The LDAP service provider supports SSL in accordance with the description in Guidelines for LDAP Service Providers. It uses the default socket factory javax.net.ssl.SSLSocketFactory unless the java.naming.ldap.factory.socket  property has been set to the class name of some other socket factory.

When SSL is being used and no port has been specified, 636 is used as the default port.

NOTE: On Java 2 SDK, v 1.4.1 and earlier systems, the default port is always 389, regardless of whether SSL is being used.

14.2 Start TLS

The LDAP provider supports the the "Start TLS" extension ("1.3.6.1.4.1.1466.20037") by supplying a concrete implementation of the StartTlsResponse abstract class. Hostname verification is performed as per the Guidelines for LDAP Service Providers.

15. Connection Pooling

NOTE: Connection pooling is supported only on the Java 2 SDK, v 1.4.1 and later releases.

15.1 Overview

The LDAP service provider supports connection pooling by maintaining pools of previously used connections. Whenever the LDAP provider needs a connection (and the application has requested pooling), it gets a connection from the pool. If an existing connection is available, it will be used. If no existing connection is available, a new connection is created and used. When the provider is done with the connection, the connection is marked idle and can be reused.

An application requests connection pooling by adding the property, com.sun.jndi.ldap.connect.pool, to the environment properties passed to the initial context constructor. An application can decide whether to use pooling on a per-context basis by using environment properties with and without this property. This same mechanism is used to control whether pooled connections are used for referral handling and processing of LDAP/LDAPS URLs passed to the initial context. For example, when this property is present in the environment when the provider is processing a referral, the provider will use a pooled connection for the referral.

Here is sample code that requests that connection pooling be used for a new initial context and all contexts derived from it.

Hashtable env = new Hashtable();
env.put("com.sun.jndi.ldap.connect.pool", "true");
env.put(Context.PROVIDER_URL, url);
env.put(Context.INITIAL_CONTEXT_FACTORY, "com.sun.jndi.ldap.LdapCtxFactory");
DirContext ctx = new InitialDirContext(env);
...

Only the addition of the single property, com.sun.jndi.ldap.connect.pool, is required; no other changes are required to the application.

The LDAP provider keeps track of whether a connection is being used through indications from the application. It assumes that an application that is maintaining an open context handle is using the connection. Therefore, in order for the LDAP provider to properly manage the pooled connections, the application must be diligent about invoking Context.close() on contexts that it no longer needs.

Bad connections are automatically detected and removed from the pool. The probability of a context ending up with a bad connection is the same regardless of whether connection pooling is used.

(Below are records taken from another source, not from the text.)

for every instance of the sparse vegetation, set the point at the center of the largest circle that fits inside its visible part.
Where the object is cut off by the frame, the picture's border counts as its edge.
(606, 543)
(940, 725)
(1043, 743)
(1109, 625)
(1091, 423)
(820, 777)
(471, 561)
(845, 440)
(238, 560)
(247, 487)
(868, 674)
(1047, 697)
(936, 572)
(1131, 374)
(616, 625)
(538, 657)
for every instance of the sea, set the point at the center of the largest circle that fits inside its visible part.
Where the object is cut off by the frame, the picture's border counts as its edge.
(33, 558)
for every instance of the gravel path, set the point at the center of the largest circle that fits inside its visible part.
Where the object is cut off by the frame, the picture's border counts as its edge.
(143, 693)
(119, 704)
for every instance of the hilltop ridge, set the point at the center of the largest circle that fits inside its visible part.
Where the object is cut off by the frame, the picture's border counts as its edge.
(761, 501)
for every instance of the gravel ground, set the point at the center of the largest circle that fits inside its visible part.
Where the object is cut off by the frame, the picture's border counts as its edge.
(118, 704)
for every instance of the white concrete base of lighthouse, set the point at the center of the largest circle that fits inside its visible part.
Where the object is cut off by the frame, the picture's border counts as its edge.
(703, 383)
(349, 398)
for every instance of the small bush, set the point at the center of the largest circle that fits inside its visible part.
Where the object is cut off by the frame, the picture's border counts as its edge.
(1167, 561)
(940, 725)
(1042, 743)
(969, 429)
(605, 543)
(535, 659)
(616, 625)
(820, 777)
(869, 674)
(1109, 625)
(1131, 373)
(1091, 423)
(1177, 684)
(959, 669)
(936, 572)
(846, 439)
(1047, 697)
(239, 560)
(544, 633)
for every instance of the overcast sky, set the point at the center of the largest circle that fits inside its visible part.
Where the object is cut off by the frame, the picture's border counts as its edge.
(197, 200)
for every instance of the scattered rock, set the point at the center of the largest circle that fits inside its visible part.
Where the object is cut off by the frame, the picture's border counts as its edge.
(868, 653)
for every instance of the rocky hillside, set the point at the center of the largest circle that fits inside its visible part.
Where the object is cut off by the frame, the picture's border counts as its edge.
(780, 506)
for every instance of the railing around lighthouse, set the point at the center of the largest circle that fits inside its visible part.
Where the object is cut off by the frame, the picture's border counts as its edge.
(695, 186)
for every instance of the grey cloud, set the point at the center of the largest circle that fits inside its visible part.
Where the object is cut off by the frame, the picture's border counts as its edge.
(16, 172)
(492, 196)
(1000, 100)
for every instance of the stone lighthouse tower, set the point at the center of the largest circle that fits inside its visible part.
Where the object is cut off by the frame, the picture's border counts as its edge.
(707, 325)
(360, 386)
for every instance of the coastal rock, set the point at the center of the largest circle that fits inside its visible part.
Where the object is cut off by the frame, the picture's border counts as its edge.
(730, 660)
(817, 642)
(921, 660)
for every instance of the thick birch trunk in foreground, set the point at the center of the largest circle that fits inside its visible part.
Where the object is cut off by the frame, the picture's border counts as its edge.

15.2 When Not to Use Pooling

Pooled connections are intended to be reused. Therefore, an application that plans on performing operations on a context that might alter the underlying connection's state should not use connection pooling for the context. Specifically, if an application is planning to use the Start TLS extended operation on a context, or is planning to change security-related properties (such as java.naming.security.principal or java.naming.security.protocol) after the initial context has been created, it should not use connection pooling for that context. Using connection pooling under such circumstances might compromise the security of the application and/or create unexpected behavior.

15.3 Global Configuration

Connection pooling is configured and maintained per Java runtime. Connections are not shared across different runtimes. To use connection pooling, no configuration is required. Configuration is necessary only if you want to customize how pooling is done, such as controlling the size of the pools and which connections are pooled.

Connection pooling is configured by a number of System properties at runtime startup time. Note that these are System properties, not environment properties and that they affect all connection pooling requests.

Here is a summary of the system properties. They are described in more detail in the rest of this section.

System Property Name Description Default
com.sun.jndi.ldap.connect.pool.authentication A list of space-separated authentication types of connections that may be pooled. Valid types are "none", "simple", and "DIGEST-MD5". "none simple"
com.sun.jndi.ldap.connect.pool.debug A string that indicates the level of debug output to produce. Valid values are "fine" (trace connection creation and removal) and "all" (all debugging information).  
com.sun.jndi.ldap.connect.pool.initsize The string representation of an integer that represents the number of connections per connection identity to create when initially creating a connection for the identity. 1
com.sun.jndi.ldap.connect.pool.maxsize The string representation of an integer that represents the maximum number of connections per connection identity that can be maintained concurrently. no maximum size
com.sun.jndi.ldap.connect.pool.prefsize The string representation of an integer that represents the preferred number of connections per connection identity that should be maintained concurrently. no preferred size
com.sun.jndi.ldap.connect.pool.protocol A list of space-separated protocol types of connections that may be pooled. Valid types are "plain" and "ssl". "plain"
com.sun.jndi.ldap.connect.pool.timeout The string representation of an integer that represents the number of milliseconds that an idle connection may remain in the pool without being closed and removed from the pool. no timeout

Here is an example that sets the maximum pool size to 20, the preferred pool size to 10, and the idle timeout to 5 minutes for pooled connections.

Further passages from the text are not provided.